The growing trade deficit highlights the fragile nature of Japan’s economic recovery which has so far largely remained intact despite a high price tag firms are paying for imports that is aggravated by the yen’s slide to a 24-year low and rising prospects of a global slowdown.
Imports jumped 49.9% in the year to August, driven by costs of crude oil, coal and liquefied natural gas (LNG), and causing the trade deficit to swell to 2.8173 trillion yen ($19.71 billion), the biggest shortfall on record.
The gain in imports was bigger than a median market forecast for a 46.7% rise in a Reuters poll and outstripped a 22.1% year-on-year increase in exports in the same month, the Ministry of Finance data showed.
“Imports are on the rise as high raw material prices continued and supply disruptions eased, while exports are sluggish,” said Takeshi Minami, chief economist at Norinchukin Research Institute.
“Costs will rise if imports go up without any change to the size of the global economy.
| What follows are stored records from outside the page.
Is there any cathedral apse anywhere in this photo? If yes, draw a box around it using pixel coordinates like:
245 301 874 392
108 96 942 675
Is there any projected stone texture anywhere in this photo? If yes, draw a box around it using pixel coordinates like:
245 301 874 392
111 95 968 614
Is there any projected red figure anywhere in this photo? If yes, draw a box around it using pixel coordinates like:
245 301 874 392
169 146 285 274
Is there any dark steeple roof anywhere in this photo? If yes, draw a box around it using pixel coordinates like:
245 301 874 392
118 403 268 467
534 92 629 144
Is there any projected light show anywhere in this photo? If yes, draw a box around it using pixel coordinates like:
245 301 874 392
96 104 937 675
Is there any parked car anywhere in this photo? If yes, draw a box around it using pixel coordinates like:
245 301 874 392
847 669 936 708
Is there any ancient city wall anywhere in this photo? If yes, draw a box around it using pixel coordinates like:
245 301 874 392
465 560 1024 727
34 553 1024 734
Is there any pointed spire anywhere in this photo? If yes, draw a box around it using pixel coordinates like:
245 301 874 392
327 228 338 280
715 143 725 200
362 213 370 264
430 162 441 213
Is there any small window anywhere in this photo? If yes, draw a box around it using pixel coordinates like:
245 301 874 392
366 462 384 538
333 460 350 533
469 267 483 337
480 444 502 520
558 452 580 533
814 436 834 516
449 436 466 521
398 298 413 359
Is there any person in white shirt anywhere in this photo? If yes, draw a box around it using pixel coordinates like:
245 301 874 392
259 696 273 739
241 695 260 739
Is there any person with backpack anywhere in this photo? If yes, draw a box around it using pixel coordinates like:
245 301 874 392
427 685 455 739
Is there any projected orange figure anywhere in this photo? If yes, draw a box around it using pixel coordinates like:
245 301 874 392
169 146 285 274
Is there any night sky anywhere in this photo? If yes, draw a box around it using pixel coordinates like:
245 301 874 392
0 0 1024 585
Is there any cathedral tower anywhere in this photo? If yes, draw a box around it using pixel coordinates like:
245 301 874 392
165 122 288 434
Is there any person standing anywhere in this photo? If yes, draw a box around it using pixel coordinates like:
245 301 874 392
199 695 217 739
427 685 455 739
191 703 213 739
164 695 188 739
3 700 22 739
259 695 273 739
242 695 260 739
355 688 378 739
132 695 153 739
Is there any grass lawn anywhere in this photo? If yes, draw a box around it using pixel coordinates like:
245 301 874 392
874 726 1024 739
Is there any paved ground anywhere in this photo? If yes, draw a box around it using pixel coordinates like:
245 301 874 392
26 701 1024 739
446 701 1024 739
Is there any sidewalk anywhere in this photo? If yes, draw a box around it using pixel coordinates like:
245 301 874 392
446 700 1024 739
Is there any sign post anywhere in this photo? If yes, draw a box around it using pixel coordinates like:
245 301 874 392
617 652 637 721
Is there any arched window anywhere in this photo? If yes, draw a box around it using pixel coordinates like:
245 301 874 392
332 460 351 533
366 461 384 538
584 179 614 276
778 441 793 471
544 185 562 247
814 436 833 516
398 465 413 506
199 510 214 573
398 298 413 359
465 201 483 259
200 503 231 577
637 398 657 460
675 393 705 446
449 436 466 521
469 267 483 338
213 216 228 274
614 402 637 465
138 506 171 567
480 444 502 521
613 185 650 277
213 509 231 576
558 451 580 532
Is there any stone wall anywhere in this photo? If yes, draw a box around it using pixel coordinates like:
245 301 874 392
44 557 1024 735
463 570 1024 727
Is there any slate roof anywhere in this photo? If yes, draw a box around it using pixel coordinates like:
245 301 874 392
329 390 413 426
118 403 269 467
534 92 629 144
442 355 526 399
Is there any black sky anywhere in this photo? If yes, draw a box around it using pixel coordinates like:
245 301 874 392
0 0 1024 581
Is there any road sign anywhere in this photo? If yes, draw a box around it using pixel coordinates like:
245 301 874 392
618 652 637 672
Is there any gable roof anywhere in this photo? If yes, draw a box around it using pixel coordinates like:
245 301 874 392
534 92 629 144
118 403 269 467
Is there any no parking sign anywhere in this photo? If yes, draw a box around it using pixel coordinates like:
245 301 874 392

It will lead to the importing of inflation.”
August’s trade gap marked the 13th consecutive month of year-on-year shortfalls and was bigger than the 2.3982 trillion yen deficit expected in a Reuters poll.
The yen’s fall by nearly 20% over the past six months added to higher import costs, aggravating already high costs of energy and raw materials.
Oil imports from the United Arab Emirates and coal and LNG from Australia strongly drove up overall imports.
By region, exports bound for China, Japan’s biggest trading partner, grew 13.5% year-on-year in value terms on stronger shipments of motor vehicles such as hybrid cars to the country.
Shipments to the world’s biggest economy the United States expanded 33.8% in August largely due to stronger motor vehicle and parts exports.
Exports, however, declined 1.2% in volume terms, the data showed.
“Exports aren’t growing on a volume basis even though the yen has weakened so much. That will be hard for corporate profitability unless the global economy starts expanding and exports increase,” said Minami.
Japan’s economy grew for a third straight quarter in April-June, data last week showed, as the lifting of local COVID-19 restrictions boosted consumer and business spending.
Analysts say, however, that the country’s recovery remains fragile as consumer and business activity face risks such as from a global growth slowdown and a tightening of monetary policy by many central banks around the world.